Pendant des années, les « Big Four » (PwC, Deloitte, EY et KPMG) ont considéré l’écosystème des cryptomonnaies avec un mélange de scepticisme et de prudence. Cependant, un changement dans la législation américaine déclenche une course pour dominer le marché des pièces stables, introduisant le secteur au nouveau conseil de comptabilité mondiale.
Les signes montrent que le paysage de PwC, Deloitte, EY et KPMG est en train de changer radicalement. En effet, ce qui était auparavant considéré comme un territoire à haut risque et avec des vides juridiques, C'est aujourd'hui devenu la nouvelle frontière de la croissance suite à l’adoption du GENIUS Act en juillet 2025 par les États-Unis.
Ce cadre fédéral, qui régule pour la première fois les stablecoins (crypto-monnaies liées à la valeur du dollar) aux États-Unis, fonctionne comme un interrupteur de confiance. Il s'agit d'un concours ouvert pour diriger l'audit, le conseil et la tokenisation des actifs.
Pour Paul Griggs, associé principal chez PwC aux États-Unis, la clarté réglementaire est l'ingrédient manquant. « La réglementation génère une bien plus grande conviction de parier sur cette classe d'actifs », a-t-il expliqué dans une récente interview au Financial Times. Il a ajouté que la numérisation des actifs réels ou RWA (real world assets) est une évolution inévitable dans laquelle son entreprise doit être présente.

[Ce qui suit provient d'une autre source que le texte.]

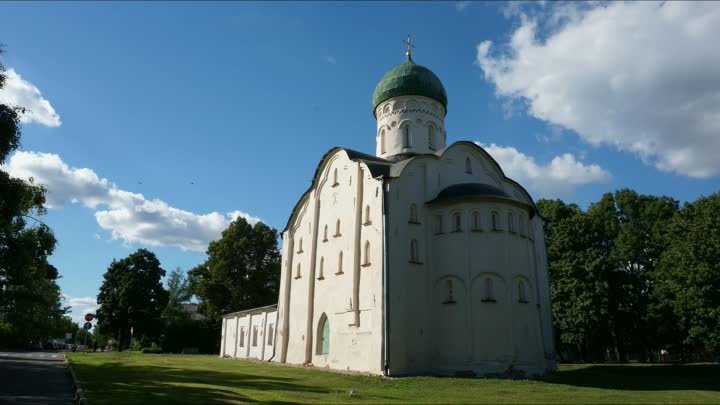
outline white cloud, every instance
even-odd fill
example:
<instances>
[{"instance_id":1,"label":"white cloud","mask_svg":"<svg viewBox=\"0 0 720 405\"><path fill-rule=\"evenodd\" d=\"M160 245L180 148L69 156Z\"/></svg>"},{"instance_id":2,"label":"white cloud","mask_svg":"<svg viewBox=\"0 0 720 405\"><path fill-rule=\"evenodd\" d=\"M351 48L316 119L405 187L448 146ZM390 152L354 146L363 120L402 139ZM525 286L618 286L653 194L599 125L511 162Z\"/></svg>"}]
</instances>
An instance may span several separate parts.
<instances>
[{"instance_id":1,"label":"white cloud","mask_svg":"<svg viewBox=\"0 0 720 405\"><path fill-rule=\"evenodd\" d=\"M66 294L63 294L62 297L63 305L70 307L70 316L76 323L85 323L85 314L95 314L98 309L97 300L94 297L70 297Z\"/></svg>"},{"instance_id":2,"label":"white cloud","mask_svg":"<svg viewBox=\"0 0 720 405\"><path fill-rule=\"evenodd\" d=\"M14 69L5 71L5 85L0 90L0 103L26 109L20 122L36 122L48 127L59 127L60 116L34 84L24 80Z\"/></svg>"},{"instance_id":3,"label":"white cloud","mask_svg":"<svg viewBox=\"0 0 720 405\"><path fill-rule=\"evenodd\" d=\"M519 14L501 50L477 48L497 95L659 170L720 174L720 5L562 3Z\"/></svg>"},{"instance_id":4,"label":"white cloud","mask_svg":"<svg viewBox=\"0 0 720 405\"><path fill-rule=\"evenodd\" d=\"M98 225L125 243L204 252L238 216L251 224L260 221L242 211L199 215L158 199L148 200L142 194L118 189L91 169L71 168L60 156L50 153L16 152L4 170L14 177L33 177L45 185L49 207L80 203L94 209Z\"/></svg>"},{"instance_id":5,"label":"white cloud","mask_svg":"<svg viewBox=\"0 0 720 405\"><path fill-rule=\"evenodd\" d=\"M571 153L555 156L547 164L509 146L478 143L492 156L506 176L526 187L535 197L567 196L577 186L607 182L610 173L596 164L586 165Z\"/></svg>"},{"instance_id":6,"label":"white cloud","mask_svg":"<svg viewBox=\"0 0 720 405\"><path fill-rule=\"evenodd\" d=\"M455 2L455 10L457 11L463 11L466 8L468 8L472 4L471 1L463 0L463 1L456 1Z\"/></svg>"}]
</instances>

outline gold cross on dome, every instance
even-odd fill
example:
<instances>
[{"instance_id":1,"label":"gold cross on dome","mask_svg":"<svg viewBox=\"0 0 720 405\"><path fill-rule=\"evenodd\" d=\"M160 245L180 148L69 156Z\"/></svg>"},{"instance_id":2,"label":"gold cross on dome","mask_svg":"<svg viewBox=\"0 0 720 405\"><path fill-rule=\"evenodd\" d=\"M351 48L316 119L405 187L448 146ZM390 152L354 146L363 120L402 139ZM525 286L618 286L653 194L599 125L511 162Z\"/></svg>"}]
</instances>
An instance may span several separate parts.
<instances>
[{"instance_id":1,"label":"gold cross on dome","mask_svg":"<svg viewBox=\"0 0 720 405\"><path fill-rule=\"evenodd\" d=\"M404 40L403 42L408 47L407 51L405 52L405 56L407 56L408 59L412 60L412 49L415 48L415 45L413 45L412 39L410 39L410 34L408 34L407 39Z\"/></svg>"}]
</instances>

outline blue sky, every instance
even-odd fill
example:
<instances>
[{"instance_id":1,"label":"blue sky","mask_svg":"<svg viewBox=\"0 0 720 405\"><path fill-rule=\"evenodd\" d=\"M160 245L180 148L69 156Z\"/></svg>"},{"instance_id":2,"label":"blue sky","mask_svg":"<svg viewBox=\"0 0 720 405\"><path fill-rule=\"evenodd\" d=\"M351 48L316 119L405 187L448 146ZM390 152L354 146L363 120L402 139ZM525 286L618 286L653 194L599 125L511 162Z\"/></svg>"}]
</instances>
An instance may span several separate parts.
<instances>
[{"instance_id":1,"label":"blue sky","mask_svg":"<svg viewBox=\"0 0 720 405\"><path fill-rule=\"evenodd\" d=\"M48 187L52 262L79 315L114 258L148 247L192 268L235 215L282 229L329 148L372 153L370 97L411 33L446 87L448 141L483 144L533 197L694 200L720 185L719 11L2 3L0 101L33 111L6 170Z\"/></svg>"}]
</instances>

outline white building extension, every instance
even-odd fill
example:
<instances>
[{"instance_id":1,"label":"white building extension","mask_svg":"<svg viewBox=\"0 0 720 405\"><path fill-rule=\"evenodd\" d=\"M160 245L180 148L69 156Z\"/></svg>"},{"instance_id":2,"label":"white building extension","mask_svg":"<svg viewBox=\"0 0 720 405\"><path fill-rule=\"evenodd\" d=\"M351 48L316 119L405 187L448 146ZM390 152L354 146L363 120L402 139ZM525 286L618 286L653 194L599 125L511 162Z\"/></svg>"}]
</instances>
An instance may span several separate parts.
<instances>
[{"instance_id":1,"label":"white building extension","mask_svg":"<svg viewBox=\"0 0 720 405\"><path fill-rule=\"evenodd\" d=\"M373 112L375 156L323 156L282 233L278 305L227 315L221 356L386 375L554 369L530 195L475 143L446 146L445 89L410 54Z\"/></svg>"}]
</instances>

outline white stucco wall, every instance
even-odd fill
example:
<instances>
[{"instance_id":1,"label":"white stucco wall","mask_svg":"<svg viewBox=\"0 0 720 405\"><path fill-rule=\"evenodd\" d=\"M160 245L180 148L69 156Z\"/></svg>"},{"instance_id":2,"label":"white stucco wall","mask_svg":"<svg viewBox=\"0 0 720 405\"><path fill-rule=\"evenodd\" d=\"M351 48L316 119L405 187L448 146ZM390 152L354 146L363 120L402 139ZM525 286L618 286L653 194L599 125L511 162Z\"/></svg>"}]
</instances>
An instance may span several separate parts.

La déclaration de Griggs représente effectivement un changement de poste chez PwC (et, par extension, les Big Four), qui jusqu'à récemment maintenaient une distance de sécurité avec les clients de crypto-monnaie en raison des risques de réputation, de l'incertitude réglementaire et des mesures coercitives prises par les régulateurs américains.

PwC, en fait, est actuellement l'une des sociétés les plus agressives dans ce nouveau scénario, renforçant ses rangs avec des vétérans du secteur comme Cheryl Lesnik et se chargeant de l'audit de géants miniers comme Mara Holdings. Cependant, elle n’est pas seule sur ce chemin.
Deloitte, KPMG et EY travaillent également dans le monde des cryptomonnaies
Deloitte a pris les devants en matière de transparence, auditant Coinbase depuis des années et publiant récemment une feuille de route sur ce à quoi devrait ressembler la comptabilité des actifs numériques.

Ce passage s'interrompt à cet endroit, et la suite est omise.